The second component is interest rates, thanks to operating monetarist policies (I am not getting conspiracy theorist here, just talking about central banks trying to ‘manage’ interest rates). Instead of banks, lenders, borrowers, etc. setting interest rates purely based on market mechanisms, the State has taken a lot of this role upon itself (hence people watching the OCR so closely). The effect has been that successive governments have been able to operate terrible fiscal policies, which can be covered up (for a time) by lower interest rates. The Government has increased your taxes, successively, for how many years? How much has been borrowee at enviably low interest rates? Don’t worry about it, your house ‘value’ has doubled, and you can now borrow at 4.99% for 5-years. You don’t need to save for that car you want, you can just borrow and pay it back later (something I’ve just done recently – so I am not without sin here). This allows the NZ economy to ‘continue along’, irrespective of whether we’ve faced a continued squeeze or not (although, as I said, it cannot last forever). The Government can continue to pretend things are fine, irrespective of a continued fiscal expansion, and can even announce no ‘tax cuts’ this term of Parliament (and it won’t have the same dent such a policy once would have, as if things get bad, the Reserve Bank can just cut interest rates a wee bit more).
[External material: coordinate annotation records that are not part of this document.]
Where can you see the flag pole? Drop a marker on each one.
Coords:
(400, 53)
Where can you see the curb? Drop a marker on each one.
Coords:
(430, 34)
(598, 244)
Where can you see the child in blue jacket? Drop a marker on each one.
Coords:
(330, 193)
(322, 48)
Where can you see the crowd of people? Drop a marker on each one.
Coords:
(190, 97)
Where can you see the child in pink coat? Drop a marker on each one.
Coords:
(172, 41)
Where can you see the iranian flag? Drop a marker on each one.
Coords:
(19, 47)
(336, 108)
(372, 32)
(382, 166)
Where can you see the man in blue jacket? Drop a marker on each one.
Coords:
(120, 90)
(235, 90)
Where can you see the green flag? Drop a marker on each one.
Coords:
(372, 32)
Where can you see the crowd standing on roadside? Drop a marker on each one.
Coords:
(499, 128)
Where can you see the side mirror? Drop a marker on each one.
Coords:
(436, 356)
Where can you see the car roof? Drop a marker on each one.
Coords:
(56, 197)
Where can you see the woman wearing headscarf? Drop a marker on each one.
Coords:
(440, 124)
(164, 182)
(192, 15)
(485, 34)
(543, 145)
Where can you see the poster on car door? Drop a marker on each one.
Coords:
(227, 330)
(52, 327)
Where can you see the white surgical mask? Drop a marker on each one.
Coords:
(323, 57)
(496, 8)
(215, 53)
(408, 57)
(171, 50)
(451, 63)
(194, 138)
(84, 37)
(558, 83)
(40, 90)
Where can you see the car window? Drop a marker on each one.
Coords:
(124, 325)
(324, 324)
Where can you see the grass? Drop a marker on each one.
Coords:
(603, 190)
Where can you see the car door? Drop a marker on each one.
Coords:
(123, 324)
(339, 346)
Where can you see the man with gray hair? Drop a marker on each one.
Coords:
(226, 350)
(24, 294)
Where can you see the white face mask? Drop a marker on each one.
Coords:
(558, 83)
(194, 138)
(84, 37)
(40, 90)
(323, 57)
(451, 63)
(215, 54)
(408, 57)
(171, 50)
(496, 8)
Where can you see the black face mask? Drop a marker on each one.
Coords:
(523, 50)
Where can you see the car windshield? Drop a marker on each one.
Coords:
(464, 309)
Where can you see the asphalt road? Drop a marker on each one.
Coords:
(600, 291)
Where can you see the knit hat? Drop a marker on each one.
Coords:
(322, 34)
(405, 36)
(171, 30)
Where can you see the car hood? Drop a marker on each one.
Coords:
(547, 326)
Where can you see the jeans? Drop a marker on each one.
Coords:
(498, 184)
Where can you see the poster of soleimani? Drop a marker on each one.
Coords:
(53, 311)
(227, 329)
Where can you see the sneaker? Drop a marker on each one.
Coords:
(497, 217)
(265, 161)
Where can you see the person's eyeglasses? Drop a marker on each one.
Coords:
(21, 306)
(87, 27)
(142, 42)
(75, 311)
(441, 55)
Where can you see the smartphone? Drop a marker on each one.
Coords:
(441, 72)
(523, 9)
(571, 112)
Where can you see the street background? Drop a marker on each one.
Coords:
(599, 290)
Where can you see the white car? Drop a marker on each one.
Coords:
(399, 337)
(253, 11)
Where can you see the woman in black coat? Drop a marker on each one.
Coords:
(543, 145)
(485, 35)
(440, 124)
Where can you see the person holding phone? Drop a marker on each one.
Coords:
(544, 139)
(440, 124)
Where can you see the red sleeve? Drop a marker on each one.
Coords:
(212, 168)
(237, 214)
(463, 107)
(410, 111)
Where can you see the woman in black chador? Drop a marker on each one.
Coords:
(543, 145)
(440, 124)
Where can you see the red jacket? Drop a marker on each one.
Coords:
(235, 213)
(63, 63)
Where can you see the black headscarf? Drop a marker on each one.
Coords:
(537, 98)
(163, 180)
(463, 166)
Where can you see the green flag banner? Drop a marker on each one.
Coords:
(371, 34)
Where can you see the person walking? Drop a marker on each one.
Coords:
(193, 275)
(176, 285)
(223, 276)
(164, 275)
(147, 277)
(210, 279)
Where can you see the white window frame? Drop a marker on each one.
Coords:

Thus, the State can continue creating large economic imbalances and it can be plastered over (for now).

Now, this doesn’t mean that central banks have no part to play in our economy, but the same as the supply side has been fundamentally buggered through limiting land supply, so has the demand side been buggered through perpetually low interest rates (although, I am aware, NZ rates were very high in the earlier part of the 2000s). Without interest rates being a mechanism to wash-over poor fiscal policies (which we call ‘good’ policies because alternative parties have even worse ones), we’d actually have to face the music much earlier. In the meantime, we can continue to screw the poor (and particularly the young) as we keep their taxes higher than they need to be, while also making it nearly impossible to own a house (‘Don’t worry, interest rates are low, you just need to now save a $200,000 deposit and then the bank will give you a loan…’).

So there should be some fun times ahead, should anyone ever attempt to unravel the mess (or it comes to a screeching halt). The biggest problem, as I see it, is that the bigger the property ‘boom’, the harder it is to put in place any remedies (as wiping out 400k of nominal equity off my house is going to sting, and even that will yield reasonably unaffordable housing).